Conceituação e considerações sobre o comportamento alimentar da criança

Entende-se hábito como sendo um ato, uso e costume, ou um padrão de reação


adquirido por frequente repetição da atividade (aprendizagem). Esse termo também
pode ser aplicado, por generalização, a normas de comportamento. Assim, os
alimentos ou tipo de alimentação que os indivíduos consomem rotineiramente e
repetidamente no seu quotidiano caracterizam o seu hábito ou comportamento
alimentar. No entanto, não é simplesmente a repetição do consumo do alimento
que desenvolve o comportamento alimentar. Existe um quantum de fatores inter-
relacionados, de origem interna e externa ao organismo, que influenciam a aquisição
desse comportamento. Cabe ressaltar que o hábito alimentar não necessariamente é
sinónimo das preferências alimentares do indivíduo, ou seja, de consumir os
alimentos de que mais gosta. Porém, no caso específico dos pré-escolares, o hábito
alimentar caracteriza-se fundamentalmente pelas suas preferências alimentares. As
crianças desta faixa etária acabam consumindo somente alimentos de que gostam,
entre os disponíveis no seu ambiente, refutando aqueles de que não gostam. Dos
fatores interrelacionados na aquisição do comportamento alimentar infantil,
ressaltam-se os psicossociais, responsáveis pela transmissão da cultura alimentar e
aqui examinados sob a perspectiva familiar. Os fatores psicossociais influenciam as
experiências alimentares desde o momento do nascimento da criança,
proporcionando a aprendizagem inicial para a sensação da fome e da saciedade e
para a percepção dos sabores. A adequada introdução dos novos alimentos no
primeiro ano de vida, com uma correta socialização alimentar, a partir deste
período, bem como a disponibilização de variados alimentos saudáveis em ambiente
alimentar agradável, permite à criança iniciar a aquisição das preferências
alimentares responsáveis pela determinação do seu padrão de consumo. A
tendência das preferências alimentares das crianças na idade pré-escolar conduz ao
consumo de alimentos com quantidade elevada de carboidrato, açúcar, gordura e
sal, e baixo consumo de alimentos como vegetais e frutas, se comparados às
quantidades recomendadas. Esta tendência é originada na socialização alimentar da
criança e depende, em grande parte, dos padrões da cultura alimentar do grupo
social ao qual ela pertence.
A fase de crescimento é o momento o qual o corpo mais precisa de energia, pois é
nesse período que a criança desenvolve suas habilidades motoras e intelectuais.
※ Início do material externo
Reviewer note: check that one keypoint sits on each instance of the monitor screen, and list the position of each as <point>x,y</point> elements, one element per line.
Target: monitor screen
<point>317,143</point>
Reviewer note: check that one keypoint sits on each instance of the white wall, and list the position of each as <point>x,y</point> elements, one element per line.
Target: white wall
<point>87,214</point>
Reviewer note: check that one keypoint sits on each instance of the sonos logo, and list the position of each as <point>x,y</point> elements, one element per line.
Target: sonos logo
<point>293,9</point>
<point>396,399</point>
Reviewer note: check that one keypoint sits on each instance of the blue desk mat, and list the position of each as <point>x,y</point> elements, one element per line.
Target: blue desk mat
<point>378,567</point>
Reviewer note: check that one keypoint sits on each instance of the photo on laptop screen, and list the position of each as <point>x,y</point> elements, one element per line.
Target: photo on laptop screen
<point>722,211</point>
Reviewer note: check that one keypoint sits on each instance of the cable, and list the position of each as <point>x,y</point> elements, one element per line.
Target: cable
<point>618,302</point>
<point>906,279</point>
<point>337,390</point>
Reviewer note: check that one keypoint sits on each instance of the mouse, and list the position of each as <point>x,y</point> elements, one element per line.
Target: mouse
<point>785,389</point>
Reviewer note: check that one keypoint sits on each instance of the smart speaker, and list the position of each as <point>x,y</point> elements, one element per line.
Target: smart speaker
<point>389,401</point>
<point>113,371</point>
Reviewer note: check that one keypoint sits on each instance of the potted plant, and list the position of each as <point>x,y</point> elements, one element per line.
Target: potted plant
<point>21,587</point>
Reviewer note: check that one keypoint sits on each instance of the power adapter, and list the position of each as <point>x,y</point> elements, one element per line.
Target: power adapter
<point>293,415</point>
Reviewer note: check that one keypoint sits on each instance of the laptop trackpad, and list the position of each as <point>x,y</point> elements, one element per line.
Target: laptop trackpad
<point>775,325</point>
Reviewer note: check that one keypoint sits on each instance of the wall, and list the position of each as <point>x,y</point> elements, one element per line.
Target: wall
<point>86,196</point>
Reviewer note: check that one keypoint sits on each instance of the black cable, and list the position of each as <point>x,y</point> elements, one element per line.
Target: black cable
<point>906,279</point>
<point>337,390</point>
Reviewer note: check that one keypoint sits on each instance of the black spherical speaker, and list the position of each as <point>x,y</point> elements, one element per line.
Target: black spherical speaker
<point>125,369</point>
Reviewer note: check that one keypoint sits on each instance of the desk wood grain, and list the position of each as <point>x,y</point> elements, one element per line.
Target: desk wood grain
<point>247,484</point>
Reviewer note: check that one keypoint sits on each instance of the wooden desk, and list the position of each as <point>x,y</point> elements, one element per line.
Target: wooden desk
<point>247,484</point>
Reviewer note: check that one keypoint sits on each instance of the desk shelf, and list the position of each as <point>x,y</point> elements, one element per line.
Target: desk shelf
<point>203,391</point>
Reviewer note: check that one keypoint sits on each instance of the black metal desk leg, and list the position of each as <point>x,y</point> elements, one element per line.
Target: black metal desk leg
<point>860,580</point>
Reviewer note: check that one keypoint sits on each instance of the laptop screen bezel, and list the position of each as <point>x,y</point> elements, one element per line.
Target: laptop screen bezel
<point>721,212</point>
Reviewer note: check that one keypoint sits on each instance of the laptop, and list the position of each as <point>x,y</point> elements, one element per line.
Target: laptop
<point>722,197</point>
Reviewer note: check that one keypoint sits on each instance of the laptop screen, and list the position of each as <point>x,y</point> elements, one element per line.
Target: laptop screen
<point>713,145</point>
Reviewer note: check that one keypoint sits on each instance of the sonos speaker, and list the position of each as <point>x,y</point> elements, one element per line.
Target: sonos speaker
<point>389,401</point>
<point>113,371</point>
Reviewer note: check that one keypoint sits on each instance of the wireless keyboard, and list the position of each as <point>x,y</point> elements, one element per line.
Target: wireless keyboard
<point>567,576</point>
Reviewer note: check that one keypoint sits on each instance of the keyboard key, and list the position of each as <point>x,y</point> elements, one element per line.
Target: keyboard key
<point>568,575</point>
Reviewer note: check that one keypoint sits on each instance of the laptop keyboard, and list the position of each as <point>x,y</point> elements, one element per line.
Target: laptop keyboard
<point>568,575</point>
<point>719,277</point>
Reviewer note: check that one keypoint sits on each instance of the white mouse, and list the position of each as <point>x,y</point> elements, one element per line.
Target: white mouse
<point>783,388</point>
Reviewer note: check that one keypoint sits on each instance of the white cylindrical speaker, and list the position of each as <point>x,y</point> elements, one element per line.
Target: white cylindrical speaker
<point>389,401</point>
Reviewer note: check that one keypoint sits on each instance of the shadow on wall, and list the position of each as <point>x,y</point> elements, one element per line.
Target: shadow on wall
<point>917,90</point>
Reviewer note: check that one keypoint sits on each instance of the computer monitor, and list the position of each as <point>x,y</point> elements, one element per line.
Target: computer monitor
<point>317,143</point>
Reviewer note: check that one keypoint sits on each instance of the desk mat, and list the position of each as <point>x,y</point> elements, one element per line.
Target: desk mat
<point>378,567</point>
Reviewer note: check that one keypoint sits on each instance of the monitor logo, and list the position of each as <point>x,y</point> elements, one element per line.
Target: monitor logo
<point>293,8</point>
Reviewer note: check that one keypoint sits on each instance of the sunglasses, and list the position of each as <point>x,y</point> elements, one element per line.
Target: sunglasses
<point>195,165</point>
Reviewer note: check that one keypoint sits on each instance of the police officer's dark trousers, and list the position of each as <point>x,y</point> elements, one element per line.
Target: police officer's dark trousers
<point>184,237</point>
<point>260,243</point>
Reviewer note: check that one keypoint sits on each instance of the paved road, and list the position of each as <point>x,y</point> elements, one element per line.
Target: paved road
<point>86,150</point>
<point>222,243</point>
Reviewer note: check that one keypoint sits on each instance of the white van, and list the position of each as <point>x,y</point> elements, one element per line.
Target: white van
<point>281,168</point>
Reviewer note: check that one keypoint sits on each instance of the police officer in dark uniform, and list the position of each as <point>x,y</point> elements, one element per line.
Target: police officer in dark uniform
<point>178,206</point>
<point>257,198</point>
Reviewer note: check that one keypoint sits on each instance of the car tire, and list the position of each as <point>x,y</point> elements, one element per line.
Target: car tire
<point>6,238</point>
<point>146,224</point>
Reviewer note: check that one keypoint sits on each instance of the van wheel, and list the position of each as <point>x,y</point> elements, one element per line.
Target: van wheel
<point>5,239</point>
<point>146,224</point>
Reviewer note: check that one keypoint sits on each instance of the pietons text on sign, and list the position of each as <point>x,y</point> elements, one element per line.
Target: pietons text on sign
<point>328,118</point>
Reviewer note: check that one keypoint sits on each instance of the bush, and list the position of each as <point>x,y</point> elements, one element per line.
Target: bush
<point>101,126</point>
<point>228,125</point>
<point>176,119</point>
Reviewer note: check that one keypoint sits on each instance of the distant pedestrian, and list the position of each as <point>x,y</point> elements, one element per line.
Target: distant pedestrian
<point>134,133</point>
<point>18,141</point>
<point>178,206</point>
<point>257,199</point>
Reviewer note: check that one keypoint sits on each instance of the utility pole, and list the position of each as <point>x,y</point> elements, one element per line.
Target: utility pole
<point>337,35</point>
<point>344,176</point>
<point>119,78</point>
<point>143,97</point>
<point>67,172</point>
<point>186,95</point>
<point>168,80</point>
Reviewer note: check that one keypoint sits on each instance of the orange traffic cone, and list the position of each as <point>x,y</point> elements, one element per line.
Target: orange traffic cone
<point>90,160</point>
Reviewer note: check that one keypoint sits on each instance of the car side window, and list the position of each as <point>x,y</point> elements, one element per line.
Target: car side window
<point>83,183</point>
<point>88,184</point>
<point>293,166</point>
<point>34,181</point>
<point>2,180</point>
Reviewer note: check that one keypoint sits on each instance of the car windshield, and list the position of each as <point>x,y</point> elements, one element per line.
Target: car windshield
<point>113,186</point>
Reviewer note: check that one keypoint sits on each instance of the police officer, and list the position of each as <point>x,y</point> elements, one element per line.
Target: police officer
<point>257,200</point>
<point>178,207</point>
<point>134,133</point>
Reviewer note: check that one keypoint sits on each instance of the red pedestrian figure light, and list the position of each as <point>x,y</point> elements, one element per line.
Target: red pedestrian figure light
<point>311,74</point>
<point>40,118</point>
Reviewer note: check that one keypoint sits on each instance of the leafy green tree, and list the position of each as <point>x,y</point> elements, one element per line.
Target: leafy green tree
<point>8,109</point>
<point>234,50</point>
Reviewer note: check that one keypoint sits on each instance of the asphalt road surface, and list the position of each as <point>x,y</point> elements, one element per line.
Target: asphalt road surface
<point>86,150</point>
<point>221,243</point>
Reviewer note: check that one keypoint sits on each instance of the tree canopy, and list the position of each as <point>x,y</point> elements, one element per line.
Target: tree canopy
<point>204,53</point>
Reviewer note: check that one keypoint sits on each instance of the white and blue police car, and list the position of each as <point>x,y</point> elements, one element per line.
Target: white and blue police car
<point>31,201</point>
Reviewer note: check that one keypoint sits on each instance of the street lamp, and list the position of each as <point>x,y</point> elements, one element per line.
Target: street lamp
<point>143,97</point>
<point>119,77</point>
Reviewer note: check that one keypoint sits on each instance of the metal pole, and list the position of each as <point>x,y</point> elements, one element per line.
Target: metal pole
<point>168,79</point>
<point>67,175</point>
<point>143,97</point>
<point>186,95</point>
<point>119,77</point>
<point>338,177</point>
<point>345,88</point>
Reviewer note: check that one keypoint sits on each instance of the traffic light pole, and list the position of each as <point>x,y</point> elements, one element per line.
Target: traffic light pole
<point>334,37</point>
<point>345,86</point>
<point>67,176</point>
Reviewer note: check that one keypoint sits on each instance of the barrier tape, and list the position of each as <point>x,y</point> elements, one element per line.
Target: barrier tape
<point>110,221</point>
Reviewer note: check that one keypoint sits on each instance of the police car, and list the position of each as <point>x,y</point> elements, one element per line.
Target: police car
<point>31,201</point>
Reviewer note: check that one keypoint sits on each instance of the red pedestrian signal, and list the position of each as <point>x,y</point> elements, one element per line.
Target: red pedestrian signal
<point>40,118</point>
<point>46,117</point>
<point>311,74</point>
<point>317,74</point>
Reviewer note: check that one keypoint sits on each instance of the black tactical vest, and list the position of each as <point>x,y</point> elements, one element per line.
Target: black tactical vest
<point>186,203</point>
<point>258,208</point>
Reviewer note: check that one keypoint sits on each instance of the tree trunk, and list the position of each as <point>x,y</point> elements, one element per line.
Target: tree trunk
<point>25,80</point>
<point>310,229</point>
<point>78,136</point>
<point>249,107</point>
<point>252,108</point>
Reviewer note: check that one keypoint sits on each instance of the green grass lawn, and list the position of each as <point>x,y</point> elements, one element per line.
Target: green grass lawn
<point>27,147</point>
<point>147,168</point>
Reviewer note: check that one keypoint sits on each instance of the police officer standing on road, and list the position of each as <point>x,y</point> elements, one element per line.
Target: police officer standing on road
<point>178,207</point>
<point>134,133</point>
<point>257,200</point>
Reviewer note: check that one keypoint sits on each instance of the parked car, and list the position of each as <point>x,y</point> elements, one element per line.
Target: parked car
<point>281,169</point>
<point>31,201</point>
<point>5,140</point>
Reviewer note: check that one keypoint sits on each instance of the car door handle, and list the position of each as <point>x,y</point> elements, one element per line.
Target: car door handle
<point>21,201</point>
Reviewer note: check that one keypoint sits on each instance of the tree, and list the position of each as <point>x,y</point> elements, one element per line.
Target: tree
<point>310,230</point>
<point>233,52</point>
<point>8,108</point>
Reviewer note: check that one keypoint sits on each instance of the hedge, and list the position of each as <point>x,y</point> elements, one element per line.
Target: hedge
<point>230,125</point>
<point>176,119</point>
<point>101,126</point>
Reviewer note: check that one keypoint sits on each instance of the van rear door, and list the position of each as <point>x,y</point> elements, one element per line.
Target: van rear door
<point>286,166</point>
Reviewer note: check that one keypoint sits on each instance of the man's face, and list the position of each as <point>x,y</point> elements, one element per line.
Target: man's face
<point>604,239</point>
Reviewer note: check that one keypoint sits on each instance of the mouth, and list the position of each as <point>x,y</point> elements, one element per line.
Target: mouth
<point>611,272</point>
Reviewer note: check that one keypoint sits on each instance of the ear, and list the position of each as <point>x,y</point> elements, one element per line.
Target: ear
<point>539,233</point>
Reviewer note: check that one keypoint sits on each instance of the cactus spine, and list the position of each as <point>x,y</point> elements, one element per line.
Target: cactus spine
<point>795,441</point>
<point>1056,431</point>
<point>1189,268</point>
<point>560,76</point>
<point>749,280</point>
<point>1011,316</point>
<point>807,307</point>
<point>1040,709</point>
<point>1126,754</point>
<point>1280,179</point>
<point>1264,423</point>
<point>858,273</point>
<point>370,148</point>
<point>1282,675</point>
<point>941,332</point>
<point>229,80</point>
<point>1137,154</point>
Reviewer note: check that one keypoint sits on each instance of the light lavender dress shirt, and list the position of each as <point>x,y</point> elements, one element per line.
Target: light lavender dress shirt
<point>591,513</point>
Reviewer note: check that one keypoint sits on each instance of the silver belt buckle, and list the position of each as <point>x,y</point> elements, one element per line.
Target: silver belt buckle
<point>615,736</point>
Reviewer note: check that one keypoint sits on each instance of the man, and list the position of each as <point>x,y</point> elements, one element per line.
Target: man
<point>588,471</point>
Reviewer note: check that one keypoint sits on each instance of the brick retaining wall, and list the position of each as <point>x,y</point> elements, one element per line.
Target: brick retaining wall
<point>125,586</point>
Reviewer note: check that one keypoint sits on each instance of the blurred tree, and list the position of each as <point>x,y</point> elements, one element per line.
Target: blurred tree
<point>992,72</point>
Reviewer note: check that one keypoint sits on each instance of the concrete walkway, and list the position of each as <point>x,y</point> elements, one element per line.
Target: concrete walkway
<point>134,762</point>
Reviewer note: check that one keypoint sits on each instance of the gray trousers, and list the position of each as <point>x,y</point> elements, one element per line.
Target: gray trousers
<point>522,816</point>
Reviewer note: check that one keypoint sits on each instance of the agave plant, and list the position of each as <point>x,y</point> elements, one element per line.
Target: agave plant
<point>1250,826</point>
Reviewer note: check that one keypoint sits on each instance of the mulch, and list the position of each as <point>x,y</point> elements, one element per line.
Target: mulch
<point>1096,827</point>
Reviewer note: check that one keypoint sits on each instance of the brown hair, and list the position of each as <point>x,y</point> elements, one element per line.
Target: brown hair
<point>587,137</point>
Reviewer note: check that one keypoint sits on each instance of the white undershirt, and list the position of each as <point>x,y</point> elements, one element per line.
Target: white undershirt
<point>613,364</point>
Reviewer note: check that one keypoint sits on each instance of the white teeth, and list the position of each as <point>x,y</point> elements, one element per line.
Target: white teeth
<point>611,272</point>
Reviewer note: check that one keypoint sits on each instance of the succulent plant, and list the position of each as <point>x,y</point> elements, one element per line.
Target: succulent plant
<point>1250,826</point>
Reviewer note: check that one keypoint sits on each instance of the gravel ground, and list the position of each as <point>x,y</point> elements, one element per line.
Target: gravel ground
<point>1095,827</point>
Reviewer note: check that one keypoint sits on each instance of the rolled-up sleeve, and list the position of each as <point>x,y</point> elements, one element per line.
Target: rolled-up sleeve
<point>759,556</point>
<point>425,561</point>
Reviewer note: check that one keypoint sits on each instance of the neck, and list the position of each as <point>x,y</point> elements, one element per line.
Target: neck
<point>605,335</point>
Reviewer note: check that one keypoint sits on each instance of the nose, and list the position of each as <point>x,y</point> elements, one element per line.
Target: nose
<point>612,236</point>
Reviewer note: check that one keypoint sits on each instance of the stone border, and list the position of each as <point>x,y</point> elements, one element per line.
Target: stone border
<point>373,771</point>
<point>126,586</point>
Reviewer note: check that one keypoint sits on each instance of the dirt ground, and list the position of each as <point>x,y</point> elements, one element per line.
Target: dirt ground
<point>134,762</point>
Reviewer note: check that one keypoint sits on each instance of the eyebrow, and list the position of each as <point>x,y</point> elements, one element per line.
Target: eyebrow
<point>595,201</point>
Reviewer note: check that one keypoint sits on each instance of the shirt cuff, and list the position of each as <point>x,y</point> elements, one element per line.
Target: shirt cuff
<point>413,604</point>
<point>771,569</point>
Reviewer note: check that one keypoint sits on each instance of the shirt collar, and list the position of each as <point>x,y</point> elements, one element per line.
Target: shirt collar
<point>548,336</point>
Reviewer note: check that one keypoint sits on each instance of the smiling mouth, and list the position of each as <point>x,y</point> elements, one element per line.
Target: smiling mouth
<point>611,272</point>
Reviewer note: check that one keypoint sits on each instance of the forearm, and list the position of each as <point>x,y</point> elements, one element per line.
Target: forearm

Ou
seja, se o organismo não está preparado para todas essas mudanças, algumas
dificuldades poderão surgir, como a falta de atenção nas aulas e o atraso na
formação psicomotora, por exemplo.
É assim que a educação alimentar se faz tão importante durante a infância, sendo
uma etapa de aprendizado sobre o que é certo e errado e de definição de
preferências e gostos.
Desse modo, os principais responsáveis pela inclusão de hábitos saudáveis na rotina
da criança — além dos pais — são os educadores, assegurando a compreensão sobre
os alimentos nutritivos, o respeito ao consumo e o incentivo ao crescimento sadio.
A estratégia é fazer com que ela passe a ter escolhas saudáveis voluntariamente. Isso
se torna possível a partir do momento em que uma alimentação equilibrada é
inserida no cotidiano escolar, pois é na escola onde o aluno tem a maior parte de
suas experiências e assimila os conhecimentos.
Todas essas atitudes reduzem os riscos de doenças cardíacas, deficiências
imunológicas, diabetes e obesidade — inclusive na infância — além de contribuir
com o desempenho educacional.
O PAPEL DA ESCOLA NA EDUCAÇÃO ALIMENTAR
Tudo é uma questão de exemplo e costume e faz parte do processo educativo
escolar acompanhar os hábitos alimentares da criança.
O objetivo é influenciar as práticas diárias dos alunos de maneira descontraída, para
que não se torne uma imposição ou até uma punição. Portanto, o ideal é introduzir a
educação alimentar de forma divertida e acessível.
Organizar atividades relacionadas à comida, falar sobre alimentação em sala de aula,
criar ambientes que estimulam a culinária e ter um planejamento em conjunto com
todas as áreas do colégio são exercícios que podem ser aplicados pela instituição de
ensino; de forma que os alunos aprendam na prática os benefícios de uma
alimentação saudável.
Ações como estas despertam a curiosidade e aumentam a vontade de provar novos
alimentos, estimulando, assim, o consumo de frutas, legumes e verduras.
Criar uma consciência sobre a comida é essencial para a mudança de hábitos e novas
atitudes partem, também, dos exemplos da família, em casa!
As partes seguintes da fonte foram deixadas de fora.